To solve this problem, you can build an interval-tree by your own, or balanced binary search tree, or even beneficial from STL map, in O(nlogn).

Following is use STL map, with lower_bound().

#include <map>
#include <iostream>
#include <algorithm>
using namespace std;

int A[] = {10,20,30,30,20,10,10,20};

// return (i, j) s.t. A[i] + ... + A[j] is nearest to value c
pair<int, int> nearest_to_c(int c, int n, int A[]) {
    map<int, int> bst;
    bst[0] = -1;
    // barriers
    bst[-int(1e9)] = -2;
    bst[int(1e9)] = n;

    int sum = 0, start, end, ret = c;
    for (int i=0; i<n; ++i) {
            sum += A[i];
            // it->first >= sum-c, and with the minimal value in bst
            map<int, int>::iterator it = bst.lower_bound(sum - c);
            int tmp = -(sum - c - it->first);
            if (tmp < ret) {
                    ret = tmp;
                    start = it->second + 1;
                    end = i;
            }

            --it;
            // it->first < sum-c, and with the maximal value in bst
            tmp = sum - c - it->first;
            if (tmp < ret) {
                    ret = tmp;
                    start = it->second + 1;
                    end = i;
            }

            bst[sum] = i;
    }
    return make_pair(start, end);
}

// demo
int main() {
    int c;
    cin >> c;
    pair<int, int> ans = nearest_to_c(c, 8, A);

    cout << ans.first << ' ' << ans.second << endl;
    return 0;
}

Answer 2

You can adapt your method. Assuming you have an array S of prefix sums, as you wrote, and already sorted in increasing order of sum value. The key concept is to not only examine consecutive prefix sums, but instead use two pointers to indicate two positions in the array S. Written in a (slightly pythonic) pseudocode:

left = 0                 # Initialize window of length 0 ...
right = 0                # ... at the beginning of the array
best = ∞                 # Keep track of best solution so far
while right < length(S): # Iterate until window reaches the end of the array
  diff = S[right] - S[left]
  if diff < t:           # Window is getting too small
    if t - diff < best:  # We have a new best subarray
      best = t - diff
      # remember left and right as well
    right = right + 1    # Make window bigger
  else:                  # Window getting too big
    if diff - t < best   # We have a new best subarray
      best = diff - t
      # remember left and right as well
    left = left + 1      # Make window smaller

The complexity is bound by the sorting. The above search will take at most 2n=O(n) iterations of the loop, each with computation time bound by a constant. Note that the above code was conceived for positive t.

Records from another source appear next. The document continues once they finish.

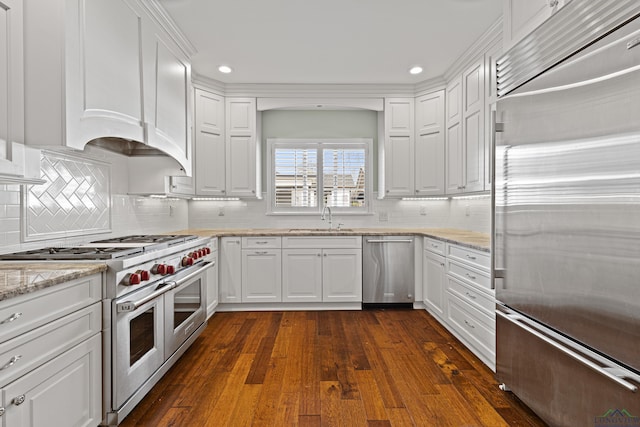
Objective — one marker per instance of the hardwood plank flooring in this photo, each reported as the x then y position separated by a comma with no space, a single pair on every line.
367,368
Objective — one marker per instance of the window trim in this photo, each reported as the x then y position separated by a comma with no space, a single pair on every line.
319,143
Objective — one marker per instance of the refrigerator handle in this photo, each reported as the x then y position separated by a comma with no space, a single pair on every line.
496,272
610,370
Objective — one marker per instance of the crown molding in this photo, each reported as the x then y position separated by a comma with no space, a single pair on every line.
490,37
162,18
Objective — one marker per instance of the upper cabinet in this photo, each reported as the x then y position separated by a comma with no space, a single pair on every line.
522,17
17,163
104,68
429,161
398,146
241,147
210,157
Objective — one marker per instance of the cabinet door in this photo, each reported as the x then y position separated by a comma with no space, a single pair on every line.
104,96
434,283
212,286
453,140
399,161
67,391
473,127
262,275
230,283
11,82
342,275
167,96
522,17
429,147
302,275
241,146
209,157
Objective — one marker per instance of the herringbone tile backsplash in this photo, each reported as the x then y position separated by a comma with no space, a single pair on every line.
74,201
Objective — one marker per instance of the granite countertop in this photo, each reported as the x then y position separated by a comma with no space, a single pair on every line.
18,278
470,239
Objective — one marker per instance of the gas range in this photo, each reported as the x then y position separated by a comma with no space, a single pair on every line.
133,261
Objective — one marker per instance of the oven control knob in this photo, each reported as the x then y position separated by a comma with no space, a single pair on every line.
160,269
132,279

The code was conceived for positive elements in S, and positive t. If any negative integers crop up, you might end up with a situation where the original index of right is smaller than that of left. So you'd end up with a sub sequence sum of -t. You can check this condition in the if … < best checks, but if you only suppress such cases there, I believe that you might be missing some relevant cases. Bottom line is: take this idea, think it through, but you'll have to adapt it for negative numbers.

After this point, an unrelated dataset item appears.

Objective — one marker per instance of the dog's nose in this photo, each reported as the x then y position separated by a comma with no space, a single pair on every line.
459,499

Note: I think that this is the same general idea which Boris Strandjev wanted to express in his solution. However, I found that solution somewhat hard to read and harder to understand, so I'm offering my own formulation of this.

Answer 3

Your solution for the 0 case seems ok to me. Here is my solution to the second case:

• You again calculate the prefix sums and sort.
• You initialize to indices start to 0 (first index in the sorted prefix array) end to last (last index of the prefix array)
• you start iterating over start 0...last and for each you find the corresponding end - the last index in which the prefix sum is such that prefix[start] + prefix[end] > t. When you find that end the best solution for start is either prefix[start] + prefix[end] or prefix[start] + prefix[end - 1] (the latter taken only if end > 0)
• the most important thing is that you do not search for end for each start from scratch - prefix[start] increases in value when iterating over all possible values for start, which means that in each iteration you are interested only in values <= the previous value of end.
• you can stop iterating when start > end
• you take the best of all values obtained for all start positions.

It can easily be proved that this will give you complexity of O(n logn) for the entire algorithm.